The truth is, I’ve been dealing with PTSD since my preteens, possibly since early childhood. I was officially diagnosed at 17, but flight has been a symptom for as long as I can remember.
I packed a Barbie-pink, plastic suitcase with things I thought would be useful, should a rainbow touch down in my room and take me to Oz.
As I got older, I would sit and plan how to disappear, how to survive on my own in the world. It made me feel like I’d have some control, and no one to blame or be angry with. Complete self-reliance seemed more manageable, being a kid on the street seemed somehow safer than continuing to live at home.
It wasn’t a bad home. You would find no reason to call CPS. My parents are good people.
There were just too many shocking changes. My memory is too good. I wasn’t so flexible when it came to change, and not so great at expressing how I felt. I think autism might have flown under the radar. Eventually, at 10, there was CSA (my stepbrother is a creep), but I don’t and can’t remember much of that. I was already hurting.
So, at 23, my choices were:
- Live with my parents, in the house and the town full of psychological land mines, trying to defuse those while also under internal and/or external pressure to Grow Up and Move Out and Be At Least Marginally Normal Already (You’re Making Us Look/Feel Bad);
- Live with my then-boyfriend, in a tiny room in his parents’ basement, even though it was a toxic situation;
- F*** off 2000 miles to Tucson and bum it.
I called it going on an adventure.
I called it camping (and sometimes it was).
I called it choosing to be homeless, but only for a little bit.

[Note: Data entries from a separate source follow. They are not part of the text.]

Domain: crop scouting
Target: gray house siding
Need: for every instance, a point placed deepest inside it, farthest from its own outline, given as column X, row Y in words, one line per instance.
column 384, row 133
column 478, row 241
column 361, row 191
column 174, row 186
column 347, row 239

These white lies go down easier than, “Look, I’m so supremely messed up in the head I literally cannot function. I smoked you all in school because it played to my strengths, but now I’m completely lost. I need more help than society has to offer and more support than any support system in existence is equipped to give me. I’m mad enough to think I can do it all on my own, because the world has offered me no sustainable alternative; and by the way, I am incapable of living a so-called normal life because I possess Greta Thunberg’s autistic obsession with injustice/belief that more of us should be so obsessed. I just don’t have rich parents with an endless wealth of tolerance for weird free spirits.”
After a few months, I realized I didn’t need additional trauma – the close calls with SA, the stress of having no privacy during the day, the worry someone would catch me sleeping in my car on the UoA campus, the panic every time someone almost hit my car. The way people look at you; the way they avoid looking. Getting a job and housing would not be easy, but the challenges had to be more manageable than this.
I’m still mystified by people who appear to be at least marginally normal: the house, the marriage, the multiple kids, the social lives, the vacations instead of burning all the PTO on sick time, the not being so gosh darn smart (being “too smart for your own good” is absolutely real), their bodies not screaming at them to slow down. Going out to eat. Eating at all, after a long day or on a too-early morning.
It’s still challenging in ways marginally normal people will never, ever understand. But here I am, at work, full time with benefits, renting the least expensive unaffordable apartment by the grace of my folks being the lucky boomer yin to my hapless millennial yang.
I turn 35 next month and intend to grow old.
I will figure out how one day at a time.